Ecomewise Innovations | Secure Payments And Smarter Online Transactions

This Data Processing Agreement (“DPA”) establishes a legally binding framework between Ecomewise Innovations, hereinafter referred to as the “Data Processor,” and the entity agreeing to these terms, hereinafter referred to as the “Data Controller.” It governs how the Processor handles Personal Data in relation to the services provided.

Roles of the Parties

Controller : Determines the purposes and legal basis for processing Personal Data and remains responsible for compliance with all applicable data protection laws.
Processor : Processes Personal Data exclusively according to documented instructions from the Controller and only for delivering services.

Scope of Processing

The Processor shall handle Personal Data solely for the following purposes:

Initiation, authorization, and settlement of payment transactions.
KYC (Know Your Customer) verification and fraud prevention.
Customer authentication, including two-factor authentication (2FA).
Transaction reporting and reconciliation.

Security Measures

The Processor shall implement appropriate technical and organizational measures, including but not limited to:

Encryption of data both in transit and at rest.
Multi-factor authentication for system access.
Secure management of cryptographic keys.
Regular vulnerability assessments and penetration testing.

Personnel of the Processor shall maintain strict confidentiality and undergo training on data security best practices.

Data Subject Rights

The Processor shall assist the Controller in responding to Data Subject rights requests under applicable laws, including:

Right of access.
Right to rectification.
Right to erasure.
Right to data portability.
Right to restrict or object to processing.

Subprocessors

The Processor shall not appoint any Subprocessor without prior written consent from the Controller. All approved Subprocessors must enter into written agreements imposing data protection obligations no less stringent than those outlined in this DPA.

Data Breach Notification

The Processor must notify the Controller within 24 hours of becoming aware of any Personal Data breach. The notification shall include:

Nature of the breach.
Categories and approximate number of affected Data Subjects.
Actions taken to contain and mitigate the breach.
Measures planned to prevent future incidents.

Audit & Compliance

The Controller may, with reasonable notice, audit the Processor’s compliance with this DPA. The Processor shall provide access to relevant records, and policies.

Data Retention & Deletion

Personal Data shall be retained only for as long as necessary for payment processing and compliance with legal requirements. Upon termination of services, the Processor shall securely delete or return all Personal Data unless retention is legally required.

Legal & Regulatory Changes

The Processor shall promptly inform the Controller of any changes in law or regulations that could affect its ability to process Personal Data in accordance with this Agreement.

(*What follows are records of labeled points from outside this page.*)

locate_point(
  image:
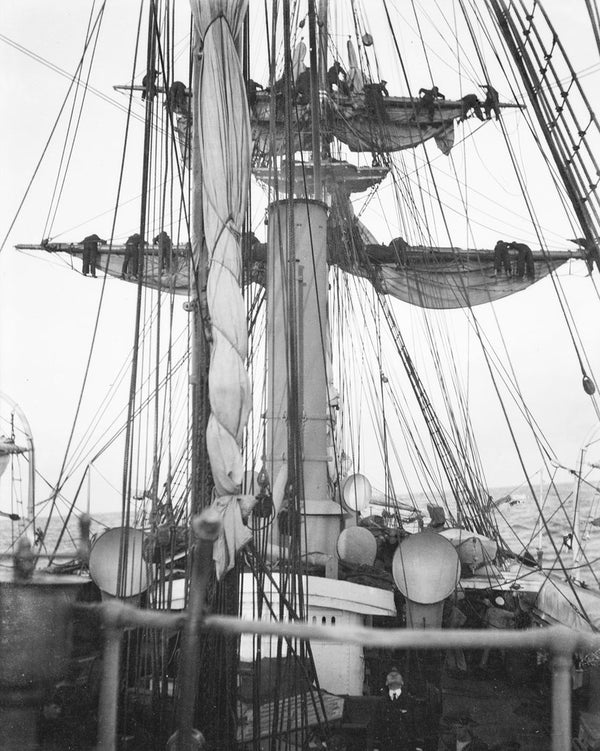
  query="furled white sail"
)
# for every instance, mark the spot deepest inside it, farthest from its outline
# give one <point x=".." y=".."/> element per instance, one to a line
<point x="355" y="76"/>
<point x="221" y="110"/>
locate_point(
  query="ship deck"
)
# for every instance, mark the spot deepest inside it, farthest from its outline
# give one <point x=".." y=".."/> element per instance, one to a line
<point x="506" y="703"/>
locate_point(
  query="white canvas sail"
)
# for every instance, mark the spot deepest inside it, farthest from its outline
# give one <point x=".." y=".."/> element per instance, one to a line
<point x="221" y="110"/>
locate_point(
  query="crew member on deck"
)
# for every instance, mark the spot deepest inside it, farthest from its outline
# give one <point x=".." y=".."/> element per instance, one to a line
<point x="132" y="254"/>
<point x="394" y="716"/>
<point x="90" y="253"/>
<point x="461" y="736"/>
<point x="491" y="102"/>
<point x="428" y="99"/>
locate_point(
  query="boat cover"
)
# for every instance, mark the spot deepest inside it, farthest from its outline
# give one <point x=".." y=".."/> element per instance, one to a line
<point x="569" y="604"/>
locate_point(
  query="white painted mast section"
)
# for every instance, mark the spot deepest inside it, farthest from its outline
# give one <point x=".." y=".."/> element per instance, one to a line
<point x="310" y="244"/>
<point x="29" y="440"/>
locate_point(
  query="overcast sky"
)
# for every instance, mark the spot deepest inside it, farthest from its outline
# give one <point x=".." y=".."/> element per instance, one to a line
<point x="48" y="312"/>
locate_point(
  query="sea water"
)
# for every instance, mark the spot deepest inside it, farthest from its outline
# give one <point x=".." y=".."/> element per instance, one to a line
<point x="519" y="521"/>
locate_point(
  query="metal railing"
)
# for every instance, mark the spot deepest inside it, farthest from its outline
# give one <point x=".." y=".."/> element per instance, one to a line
<point x="561" y="642"/>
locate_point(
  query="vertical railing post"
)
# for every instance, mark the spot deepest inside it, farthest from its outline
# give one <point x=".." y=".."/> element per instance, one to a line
<point x="562" y="660"/>
<point x="109" y="691"/>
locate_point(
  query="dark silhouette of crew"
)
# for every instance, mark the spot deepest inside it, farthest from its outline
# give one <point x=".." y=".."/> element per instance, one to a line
<point x="177" y="98"/>
<point x="525" y="264"/>
<point x="165" y="248"/>
<point x="502" y="258"/>
<point x="90" y="253"/>
<point x="394" y="716"/>
<point x="491" y="102"/>
<point x="149" y="84"/>
<point x="131" y="260"/>
<point x="303" y="87"/>
<point x="428" y="98"/>
<point x="374" y="94"/>
<point x="470" y="103"/>
<point x="252" y="88"/>
<point x="337" y="79"/>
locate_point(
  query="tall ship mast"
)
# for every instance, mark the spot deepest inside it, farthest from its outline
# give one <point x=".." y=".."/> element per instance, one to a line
<point x="298" y="212"/>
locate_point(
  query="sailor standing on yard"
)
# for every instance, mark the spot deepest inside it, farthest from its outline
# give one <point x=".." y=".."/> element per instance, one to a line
<point x="491" y="102"/>
<point x="164" y="250"/>
<point x="428" y="99"/>
<point x="132" y="254"/>
<point x="525" y="264"/>
<point x="90" y="253"/>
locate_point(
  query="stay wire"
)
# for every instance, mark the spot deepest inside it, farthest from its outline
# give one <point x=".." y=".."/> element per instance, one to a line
<point x="74" y="80"/>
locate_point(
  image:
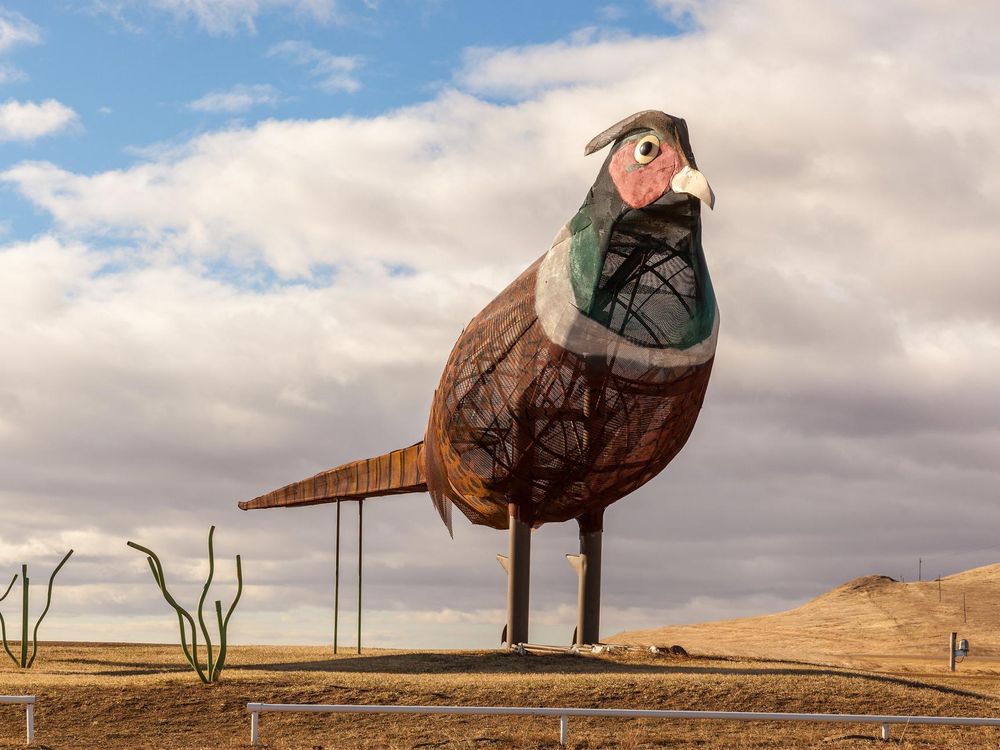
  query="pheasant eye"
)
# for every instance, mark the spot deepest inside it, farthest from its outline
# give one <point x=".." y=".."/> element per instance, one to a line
<point x="647" y="149"/>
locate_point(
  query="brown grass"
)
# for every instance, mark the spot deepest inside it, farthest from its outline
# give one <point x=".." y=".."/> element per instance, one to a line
<point x="870" y="646"/>
<point x="143" y="696"/>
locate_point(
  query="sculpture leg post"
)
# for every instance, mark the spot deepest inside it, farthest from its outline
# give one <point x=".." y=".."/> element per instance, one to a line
<point x="588" y="616"/>
<point x="519" y="566"/>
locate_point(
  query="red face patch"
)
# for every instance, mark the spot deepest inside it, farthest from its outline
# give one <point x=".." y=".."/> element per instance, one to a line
<point x="641" y="184"/>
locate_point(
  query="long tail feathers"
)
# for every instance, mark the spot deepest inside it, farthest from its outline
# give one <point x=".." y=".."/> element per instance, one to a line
<point x="395" y="473"/>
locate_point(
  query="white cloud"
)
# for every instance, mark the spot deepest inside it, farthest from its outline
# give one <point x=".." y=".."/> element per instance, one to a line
<point x="237" y="99"/>
<point x="15" y="30"/>
<point x="26" y="121"/>
<point x="172" y="357"/>
<point x="11" y="74"/>
<point x="333" y="73"/>
<point x="219" y="16"/>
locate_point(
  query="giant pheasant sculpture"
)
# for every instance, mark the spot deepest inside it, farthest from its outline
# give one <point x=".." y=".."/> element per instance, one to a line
<point x="580" y="381"/>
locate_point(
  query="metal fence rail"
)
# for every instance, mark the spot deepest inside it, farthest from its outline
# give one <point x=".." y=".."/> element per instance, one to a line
<point x="256" y="709"/>
<point x="29" y="710"/>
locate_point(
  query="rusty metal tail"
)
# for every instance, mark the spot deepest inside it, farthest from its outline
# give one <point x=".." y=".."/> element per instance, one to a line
<point x="395" y="473"/>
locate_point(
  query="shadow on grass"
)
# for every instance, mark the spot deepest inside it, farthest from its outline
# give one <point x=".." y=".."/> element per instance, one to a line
<point x="567" y="664"/>
<point x="500" y="662"/>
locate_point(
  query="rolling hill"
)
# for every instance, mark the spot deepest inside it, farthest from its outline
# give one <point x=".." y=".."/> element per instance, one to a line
<point x="867" y="617"/>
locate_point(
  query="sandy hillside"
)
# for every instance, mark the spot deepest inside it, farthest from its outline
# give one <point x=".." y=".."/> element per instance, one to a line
<point x="873" y="616"/>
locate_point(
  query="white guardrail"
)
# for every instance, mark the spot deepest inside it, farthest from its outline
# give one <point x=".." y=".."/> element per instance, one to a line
<point x="29" y="710"/>
<point x="256" y="709"/>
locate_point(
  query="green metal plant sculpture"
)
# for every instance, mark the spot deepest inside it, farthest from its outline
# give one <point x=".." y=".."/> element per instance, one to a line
<point x="25" y="662"/>
<point x="212" y="670"/>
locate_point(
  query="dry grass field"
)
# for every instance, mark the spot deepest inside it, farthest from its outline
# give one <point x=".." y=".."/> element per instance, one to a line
<point x="859" y="649"/>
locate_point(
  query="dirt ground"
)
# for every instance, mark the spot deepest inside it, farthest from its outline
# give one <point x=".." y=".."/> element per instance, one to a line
<point x="144" y="696"/>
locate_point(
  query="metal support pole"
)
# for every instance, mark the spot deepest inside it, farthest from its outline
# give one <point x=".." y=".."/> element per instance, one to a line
<point x="336" y="582"/>
<point x="361" y="518"/>
<point x="588" y="567"/>
<point x="24" y="616"/>
<point x="518" y="575"/>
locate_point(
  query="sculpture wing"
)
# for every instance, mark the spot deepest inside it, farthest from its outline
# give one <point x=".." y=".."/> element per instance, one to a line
<point x="396" y="473"/>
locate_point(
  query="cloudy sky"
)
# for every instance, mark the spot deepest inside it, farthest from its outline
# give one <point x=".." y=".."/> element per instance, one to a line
<point x="239" y="237"/>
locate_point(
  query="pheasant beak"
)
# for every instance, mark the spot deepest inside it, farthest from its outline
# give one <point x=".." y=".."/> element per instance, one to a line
<point x="693" y="182"/>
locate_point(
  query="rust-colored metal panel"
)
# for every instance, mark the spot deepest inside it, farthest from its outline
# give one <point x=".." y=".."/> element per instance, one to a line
<point x="369" y="477"/>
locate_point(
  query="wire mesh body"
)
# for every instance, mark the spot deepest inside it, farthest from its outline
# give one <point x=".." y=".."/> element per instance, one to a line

Liability & Indemnification

Each Party shall be responsible for damages arising from its breach of this Agreement. The Processor shall indemnify the Controller against fines, claims, or damages resulting from non-compliance with data protection obligations.

Governing Law & Dispute Resolution

This Agreement shall be interpreted in accordance with Indian law. Any disputes arising from this Agreement shall fall under the exclusive jurisdiction of Indian courts.

Amendments

Any changes or amendments to this Agreement must be documented in writing and signed by both Parties.

Acknowledgment and Acceptance

By entering into this Agreement, both Parties confirm their understanding of and agreement to the terms set forth in this Data Processing Agreement.